Doesn't try to recognize secrets in text - removes them from the equation entirely. The secret is never in the prompt, never in the conversation. It's architecturally impossible for the agent to leak what it never had.
| Guardrails | Heimdall | |
|---|---|---|
| How it protects | ⚠ Filters text (pattern matching) | ✓ Removes secrets entirely |
| Can be bypassed | ✗ Yes - encoding, obfuscation | ✓ No - secret isn't there |
| Handles outbound API auth | ✗ No | ✓ Yes |
| False positives/negatives | ✗ Common | ✓ N/A - architectural prevention |
| Adds latency to LLM calls | ✗ Yes | ✓ No - network layer only |
Replace static API keys with workload identity and dynamic credential injection. Intercept HTTPS requests and inject short-lived tokens based on verified identity.
Aembit is the closest to what we do - solid approach. But they're built for enterprise workload IAM across all non-human identities (CI/CD, microservices, cloud workloads). AI agents are one use case among many. This means complex setup, enterprise sales cycles, and architecture designed for platform teams managing hundreds of identities.
Purpose-built for AI agent security. Lightweight, developer-first, designed to get running in minutes - not months.
| Aembit | Heimdall | |
|---|---|---|
| Primary focus | Enterprise workload IAM | ✓ AI agent credential security |
| Setup complexity | ⚠ Enterprise deployment | ✓ Minutes to integrate |
| Target buyer | IAM teams, platform eng | ✓ DevOps, AI engineers |
| Pricing | ⚠ Enterprise contracts | ✓ Developer-friendly tiers |
How every major approach stacks up against the AI agent credential problem.

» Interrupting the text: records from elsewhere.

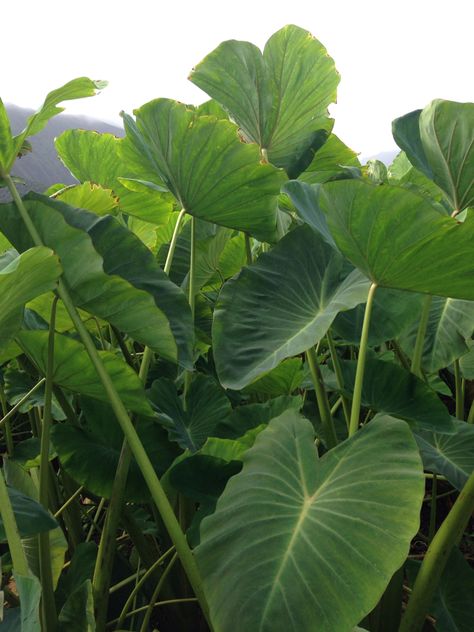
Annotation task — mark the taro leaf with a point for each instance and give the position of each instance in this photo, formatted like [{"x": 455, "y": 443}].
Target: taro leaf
[
  {"x": 191, "y": 424},
  {"x": 73, "y": 370},
  {"x": 447, "y": 134},
  {"x": 284, "y": 379},
  {"x": 89, "y": 196},
  {"x": 289, "y": 521},
  {"x": 329, "y": 161},
  {"x": 390, "y": 389},
  {"x": 249, "y": 416},
  {"x": 406, "y": 132},
  {"x": 18, "y": 384},
  {"x": 280, "y": 306},
  {"x": 31, "y": 517},
  {"x": 450, "y": 326},
  {"x": 22, "y": 278},
  {"x": 77, "y": 614},
  {"x": 81, "y": 569},
  {"x": 393, "y": 311},
  {"x": 75, "y": 89},
  {"x": 58, "y": 547},
  {"x": 399, "y": 240},
  {"x": 7, "y": 148},
  {"x": 439, "y": 141},
  {"x": 451, "y": 455},
  {"x": 90, "y": 454},
  {"x": 278, "y": 98},
  {"x": 107, "y": 270},
  {"x": 466, "y": 363},
  {"x": 305, "y": 199},
  {"x": 218, "y": 178},
  {"x": 29, "y": 590},
  {"x": 93, "y": 157},
  {"x": 402, "y": 172},
  {"x": 452, "y": 605}
]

| Capability | Cloud Vaults | Scanners | Guardrails | Aembit | Heimdall |
|---|---|---|---|---|---|
| Agent never sees the secret | ✗ | ✗ | ✗ | ✓ | ✓ |
| No code changes needed | ✗ | ✓ | ✓ | ⚠ | ✓ |
| Prevents prompt injection leaks | ✗ | ✗ | ⚠ | ✓ | ✓ |
| Built for AI agent workflows | ✗ | ✗ | ⚠ | ⚠ | ✓ |
| Works in minutes | ✗ | ✓ | ✓ | ✗ | ✓ |
| Covers outbound API auth | ✓ | ✗ | ✗ | ✓ | ✓ |
"Secret scanners find the fire. Vaults lock the matches. Guardrails try to catch sparks.
Heimdall makes sure the fire never starts."
The only solution built from the ground up to keep secrets out of the AI agent's hands - architecturally, not reactively.